|ZFIN ID: ZDB-PUB-021022-1|
Isolation and characterization of zebrafish NFE2
Pratt, S.J., Drejer, A., Foott, H., Barut, B., Brownlie, A., Postlethwait, J., Kato, Y., Yamamoto, M., and Zon, L.I.
|Source:||Physiological Genomics 11(2): 91-98 (Journal)|
|Registered Authors:||Barut, Bruce, Brownlie, Alison J., Foott, Helen, Postlethwait, John H., Pratt, Stephen J., Yamamoto, Masayuki, Zon, Leonard I.|
|PubMed:||12388799 Full text @ Physiol. Genomics|
Pratt, S.J., Drejer, A., Foott, H., Barut, B., Brownlie, A., Postlethwait, J., Kato, Y., Yamamoto, M., and Zon, L.I. (2002) Isolation and characterization of zebrafish NFE2. Physiological Genomics. 11(2):91-98.

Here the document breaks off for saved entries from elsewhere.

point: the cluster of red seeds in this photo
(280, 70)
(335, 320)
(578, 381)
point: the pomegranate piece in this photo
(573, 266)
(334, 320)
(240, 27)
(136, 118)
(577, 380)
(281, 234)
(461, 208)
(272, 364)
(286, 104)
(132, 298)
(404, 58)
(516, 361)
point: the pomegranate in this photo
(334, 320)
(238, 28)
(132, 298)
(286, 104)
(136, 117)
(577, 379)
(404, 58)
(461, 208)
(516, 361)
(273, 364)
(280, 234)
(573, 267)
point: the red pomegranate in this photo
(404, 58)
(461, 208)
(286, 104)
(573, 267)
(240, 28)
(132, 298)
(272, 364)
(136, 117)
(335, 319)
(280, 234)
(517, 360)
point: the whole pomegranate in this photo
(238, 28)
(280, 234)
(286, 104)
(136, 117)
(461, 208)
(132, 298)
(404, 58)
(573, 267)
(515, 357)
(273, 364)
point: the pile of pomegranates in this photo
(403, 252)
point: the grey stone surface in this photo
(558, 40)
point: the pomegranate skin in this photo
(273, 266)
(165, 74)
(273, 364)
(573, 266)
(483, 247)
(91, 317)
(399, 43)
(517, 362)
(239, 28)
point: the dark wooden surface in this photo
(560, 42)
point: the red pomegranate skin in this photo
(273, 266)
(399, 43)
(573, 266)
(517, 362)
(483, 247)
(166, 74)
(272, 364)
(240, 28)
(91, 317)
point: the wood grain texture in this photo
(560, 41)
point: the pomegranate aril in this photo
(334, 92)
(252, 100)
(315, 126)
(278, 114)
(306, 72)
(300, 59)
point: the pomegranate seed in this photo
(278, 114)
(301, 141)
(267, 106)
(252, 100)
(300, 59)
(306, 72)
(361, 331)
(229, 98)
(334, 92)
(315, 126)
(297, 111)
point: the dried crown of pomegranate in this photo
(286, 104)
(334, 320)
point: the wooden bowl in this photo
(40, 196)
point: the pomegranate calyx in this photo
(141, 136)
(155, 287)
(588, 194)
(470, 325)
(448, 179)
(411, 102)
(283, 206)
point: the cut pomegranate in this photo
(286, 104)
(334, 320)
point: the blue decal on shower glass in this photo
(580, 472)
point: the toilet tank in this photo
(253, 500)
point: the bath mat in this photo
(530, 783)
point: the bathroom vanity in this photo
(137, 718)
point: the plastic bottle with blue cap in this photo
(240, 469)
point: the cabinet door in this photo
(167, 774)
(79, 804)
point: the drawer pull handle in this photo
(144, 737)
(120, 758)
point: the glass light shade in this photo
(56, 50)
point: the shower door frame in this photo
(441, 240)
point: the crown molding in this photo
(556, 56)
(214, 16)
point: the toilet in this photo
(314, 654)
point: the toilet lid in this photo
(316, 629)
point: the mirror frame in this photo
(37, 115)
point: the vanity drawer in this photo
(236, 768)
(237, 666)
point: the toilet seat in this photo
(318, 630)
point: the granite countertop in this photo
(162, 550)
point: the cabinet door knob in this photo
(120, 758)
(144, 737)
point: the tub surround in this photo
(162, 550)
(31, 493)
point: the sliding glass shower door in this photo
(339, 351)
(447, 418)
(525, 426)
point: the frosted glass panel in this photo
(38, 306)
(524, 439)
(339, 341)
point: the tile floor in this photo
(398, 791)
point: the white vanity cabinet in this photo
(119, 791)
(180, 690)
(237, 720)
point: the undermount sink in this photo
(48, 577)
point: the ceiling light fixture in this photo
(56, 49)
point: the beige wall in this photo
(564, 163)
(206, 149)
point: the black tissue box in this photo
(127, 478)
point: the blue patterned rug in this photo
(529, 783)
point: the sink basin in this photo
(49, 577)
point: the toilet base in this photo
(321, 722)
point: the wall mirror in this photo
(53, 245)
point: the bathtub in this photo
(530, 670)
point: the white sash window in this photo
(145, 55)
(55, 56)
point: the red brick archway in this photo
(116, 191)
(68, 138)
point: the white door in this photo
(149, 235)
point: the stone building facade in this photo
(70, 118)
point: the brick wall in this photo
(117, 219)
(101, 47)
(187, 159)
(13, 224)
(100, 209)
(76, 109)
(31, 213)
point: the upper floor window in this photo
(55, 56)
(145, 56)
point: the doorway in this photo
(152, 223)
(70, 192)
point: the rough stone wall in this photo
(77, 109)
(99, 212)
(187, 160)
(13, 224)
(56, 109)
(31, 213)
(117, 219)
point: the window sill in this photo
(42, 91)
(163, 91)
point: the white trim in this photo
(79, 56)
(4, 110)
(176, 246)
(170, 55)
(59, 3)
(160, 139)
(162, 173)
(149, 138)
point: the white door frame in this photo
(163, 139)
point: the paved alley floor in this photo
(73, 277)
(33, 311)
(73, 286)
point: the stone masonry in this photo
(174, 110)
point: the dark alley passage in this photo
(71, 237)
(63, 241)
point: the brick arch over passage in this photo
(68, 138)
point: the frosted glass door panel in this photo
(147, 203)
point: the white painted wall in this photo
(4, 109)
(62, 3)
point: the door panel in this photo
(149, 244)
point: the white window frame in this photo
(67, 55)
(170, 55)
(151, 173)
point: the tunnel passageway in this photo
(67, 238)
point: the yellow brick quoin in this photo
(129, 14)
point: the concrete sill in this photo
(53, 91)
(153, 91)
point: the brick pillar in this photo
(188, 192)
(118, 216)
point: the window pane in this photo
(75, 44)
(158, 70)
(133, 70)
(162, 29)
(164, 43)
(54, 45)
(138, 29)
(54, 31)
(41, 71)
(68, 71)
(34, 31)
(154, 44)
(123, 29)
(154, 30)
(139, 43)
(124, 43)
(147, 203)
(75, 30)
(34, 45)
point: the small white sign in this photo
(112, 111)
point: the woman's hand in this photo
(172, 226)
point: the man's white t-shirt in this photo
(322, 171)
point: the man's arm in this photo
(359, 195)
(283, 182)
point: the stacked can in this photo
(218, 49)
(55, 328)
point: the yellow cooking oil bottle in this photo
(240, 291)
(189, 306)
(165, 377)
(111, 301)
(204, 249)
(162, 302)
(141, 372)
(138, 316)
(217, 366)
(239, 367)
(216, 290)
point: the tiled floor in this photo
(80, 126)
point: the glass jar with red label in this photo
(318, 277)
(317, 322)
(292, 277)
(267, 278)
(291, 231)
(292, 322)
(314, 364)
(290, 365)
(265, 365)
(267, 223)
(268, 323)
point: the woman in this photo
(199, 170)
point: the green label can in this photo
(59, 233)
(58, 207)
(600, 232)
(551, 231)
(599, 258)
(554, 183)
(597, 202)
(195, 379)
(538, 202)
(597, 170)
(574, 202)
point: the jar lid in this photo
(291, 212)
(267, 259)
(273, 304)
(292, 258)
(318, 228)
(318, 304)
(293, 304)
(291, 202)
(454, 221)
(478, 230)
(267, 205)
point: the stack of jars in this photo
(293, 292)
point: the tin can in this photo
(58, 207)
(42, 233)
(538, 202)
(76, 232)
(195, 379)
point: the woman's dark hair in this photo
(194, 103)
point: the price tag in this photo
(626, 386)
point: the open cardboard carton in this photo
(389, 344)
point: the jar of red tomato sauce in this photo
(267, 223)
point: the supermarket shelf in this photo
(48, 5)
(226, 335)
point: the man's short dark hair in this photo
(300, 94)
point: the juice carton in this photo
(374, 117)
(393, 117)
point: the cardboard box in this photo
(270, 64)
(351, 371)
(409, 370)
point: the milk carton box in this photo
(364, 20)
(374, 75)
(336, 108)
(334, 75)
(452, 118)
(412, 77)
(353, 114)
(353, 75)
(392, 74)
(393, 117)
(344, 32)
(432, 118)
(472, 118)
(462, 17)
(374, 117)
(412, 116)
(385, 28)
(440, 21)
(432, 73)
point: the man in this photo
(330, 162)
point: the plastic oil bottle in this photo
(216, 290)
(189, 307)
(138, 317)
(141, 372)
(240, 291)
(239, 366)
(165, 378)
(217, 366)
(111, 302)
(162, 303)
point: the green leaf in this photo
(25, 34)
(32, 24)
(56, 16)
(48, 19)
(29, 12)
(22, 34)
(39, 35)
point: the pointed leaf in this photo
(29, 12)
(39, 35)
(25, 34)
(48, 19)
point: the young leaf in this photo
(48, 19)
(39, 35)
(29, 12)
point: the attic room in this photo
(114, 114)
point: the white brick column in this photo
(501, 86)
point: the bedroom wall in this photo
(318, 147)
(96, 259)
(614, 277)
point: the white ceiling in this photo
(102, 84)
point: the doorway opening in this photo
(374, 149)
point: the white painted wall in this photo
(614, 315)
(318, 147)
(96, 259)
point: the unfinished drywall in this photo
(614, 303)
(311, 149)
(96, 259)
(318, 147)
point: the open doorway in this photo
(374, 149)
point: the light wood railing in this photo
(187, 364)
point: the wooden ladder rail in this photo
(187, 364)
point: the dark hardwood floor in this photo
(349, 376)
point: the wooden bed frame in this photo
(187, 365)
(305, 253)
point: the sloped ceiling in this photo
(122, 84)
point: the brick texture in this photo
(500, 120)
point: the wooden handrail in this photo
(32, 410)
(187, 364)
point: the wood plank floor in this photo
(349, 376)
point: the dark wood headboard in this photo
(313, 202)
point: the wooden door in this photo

ABSTRACTVertebrate hematopoiesis is regulated by distinct cell-specific transcription factors such as GATA-1 and SCL. Mammalian p45-NFE2 was characterized for its ability to bind the hypersensitive sites of the globin locus control region. NFE2 is a member of a cap'n'collar (CNC) and basic zipper (BZIP) superfamily that regulates gene transcription. It has been implicated in diverse processes such as globin gene expression, oxidative stress, and platelet lineage differentiation. Here, we have isolated the zebrafish orthologue of NFE2. The gene is highly homologous, particularly in the DNA-binding domain. Mapping the zebrafish NFE2 to linkage group 23 establishes a region of chromosomal synteny with human chromosome 12, further suggesting evolutionary conservation. During embryogenesis, the zebrafish gene is expressed specifically in erythroid cells and also in the developing ear. NFE2 expression is lacking in zebrafish mutants that have no hematopoietic cells. An analysis of the sauternes mutant, which carries a mutation in the ALAS-2 gene and thus has defective heme synthesis, demonstrates higher levels of NFE2 expression than normal. This further establishes the block to erythroid differentiation in the sauternes mutant. Our studies demonstrate conservation of the vertebrate genetic program for the erythroid lineage.